Now, find the constant N that provides the 115.2KHz
115200 = 50M * N/2^18 ===> N=604.

plugging that back in you get an output frequency of 115203.9Hz. If you
needed more accuracy, you could increase the width of the accumulator.

signal accum:unsigned(17 downto 0);
begin
process(clk,reset)
if reset='1' then
accum<=(others=>'0');
elsif rising_edge(clk) then
accum<= accum+to_unsigned(604,18);
end if;
end process;
baud_clk<= accum(accum'left);




Now if you want to change the baud rate, all you need to do is change the
constant. The baud_clock is proportional to the constant. The output
taken from the msb of the accumulator is a square wave with approximately
50% duty cycle (there is a little bit of jitter +/- a half master clock
cycle) if the constant results in a non-integer division of the master
clock. That little bit of jitter is quite acceptable for serial comms.

I am trying to write a clock divider that will be used for input from
a serial port that is outputting data at 115200 baud. This means I
would need a clk that runs at 115.2 kHz. My on board clk is currently
running at 50 MHz (oscillator). One option is to add another clk to
my design using a second oscillator but I would prefer to find another
option since this will drive up costs.
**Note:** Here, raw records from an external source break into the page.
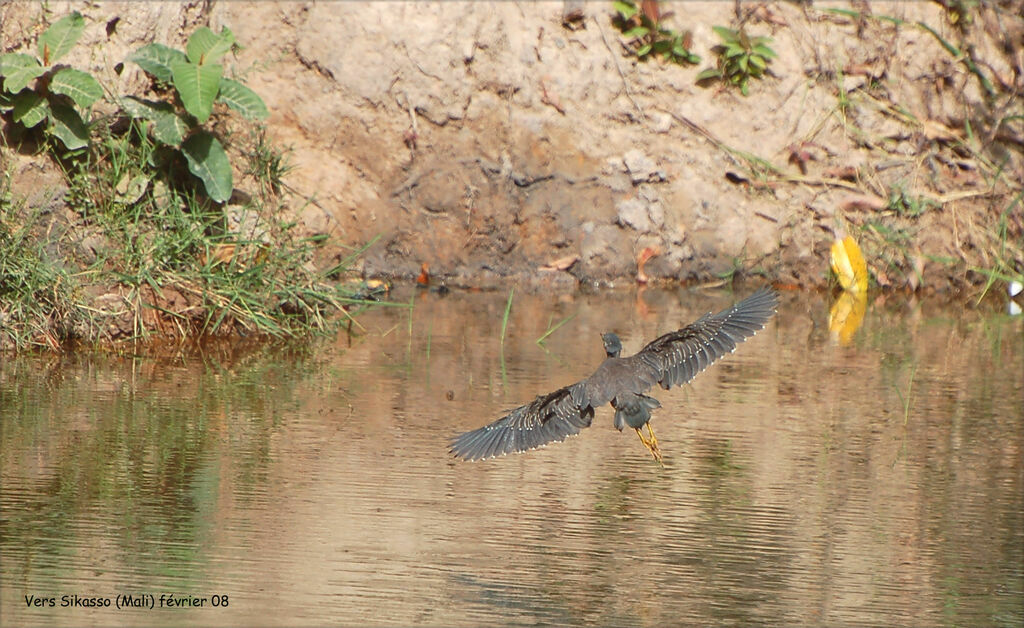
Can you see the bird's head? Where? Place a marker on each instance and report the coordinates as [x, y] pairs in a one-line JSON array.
[[612, 346]]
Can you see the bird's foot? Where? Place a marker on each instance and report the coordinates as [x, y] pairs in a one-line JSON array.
[[651, 445]]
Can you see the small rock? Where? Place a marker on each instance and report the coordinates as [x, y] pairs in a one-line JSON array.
[[633, 212], [639, 165], [662, 122]]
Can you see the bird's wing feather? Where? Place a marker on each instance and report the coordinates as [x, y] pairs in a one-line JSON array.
[[549, 418], [678, 357]]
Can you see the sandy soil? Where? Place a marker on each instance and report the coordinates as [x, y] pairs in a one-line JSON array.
[[493, 139]]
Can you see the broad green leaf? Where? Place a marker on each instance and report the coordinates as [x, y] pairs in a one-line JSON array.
[[69, 127], [157, 59], [198, 86], [18, 70], [30, 109], [636, 32], [728, 35], [78, 85], [243, 99], [205, 46], [626, 9], [209, 162], [169, 128], [60, 37], [711, 73]]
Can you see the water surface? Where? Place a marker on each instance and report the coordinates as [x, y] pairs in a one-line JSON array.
[[876, 483]]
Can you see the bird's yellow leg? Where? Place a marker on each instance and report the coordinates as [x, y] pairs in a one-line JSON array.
[[653, 438], [651, 446]]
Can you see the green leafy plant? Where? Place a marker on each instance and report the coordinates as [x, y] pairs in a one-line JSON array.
[[35, 90], [739, 57], [644, 29], [198, 80], [906, 204]]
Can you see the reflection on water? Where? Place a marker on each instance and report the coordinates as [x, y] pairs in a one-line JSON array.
[[805, 483]]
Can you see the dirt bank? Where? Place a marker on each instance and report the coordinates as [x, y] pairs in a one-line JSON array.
[[493, 139]]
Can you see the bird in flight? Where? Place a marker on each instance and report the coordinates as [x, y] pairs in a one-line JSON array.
[[669, 361]]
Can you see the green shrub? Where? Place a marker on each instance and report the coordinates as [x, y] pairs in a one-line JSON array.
[[37, 91], [198, 78], [648, 36], [739, 57]]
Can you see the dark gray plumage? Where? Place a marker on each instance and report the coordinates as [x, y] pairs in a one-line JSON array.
[[669, 361]]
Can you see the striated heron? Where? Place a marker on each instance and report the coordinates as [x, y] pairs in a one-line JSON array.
[[669, 361]]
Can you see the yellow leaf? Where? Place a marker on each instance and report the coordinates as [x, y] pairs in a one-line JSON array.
[[846, 316], [848, 264]]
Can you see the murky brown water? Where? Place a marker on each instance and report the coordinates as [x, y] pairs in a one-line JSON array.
[[314, 488]]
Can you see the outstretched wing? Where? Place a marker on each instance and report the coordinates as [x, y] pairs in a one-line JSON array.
[[549, 418], [677, 357]]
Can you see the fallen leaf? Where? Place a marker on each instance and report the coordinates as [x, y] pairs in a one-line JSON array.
[[562, 263]]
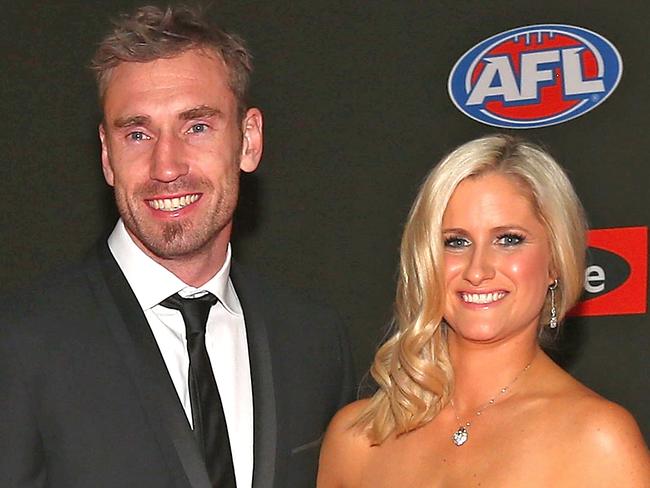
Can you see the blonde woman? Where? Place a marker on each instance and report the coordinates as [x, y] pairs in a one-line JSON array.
[[492, 258]]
Is there an easy way to divide
50 MHz downto 115.2 kHz using VHDL?

--
--Ray Andraka, P.E.
President, the Andraka Consulting Group, Inc.
401/884-7930 Fax 401/884-7950
email (e-mail address removed)
http://www.andraka.com

"They that give up essential liberty to obtain a little
temporary safety deserve neither liberty nor safety."
-Benjamin Franklin, 1759

 

[Clyde]

Ray,

Thanks for a very enlightening example of solving this problem.

Clyde Shappee

 

[radu]

Hello Ray,

Very clever your idea. Congratulation !!!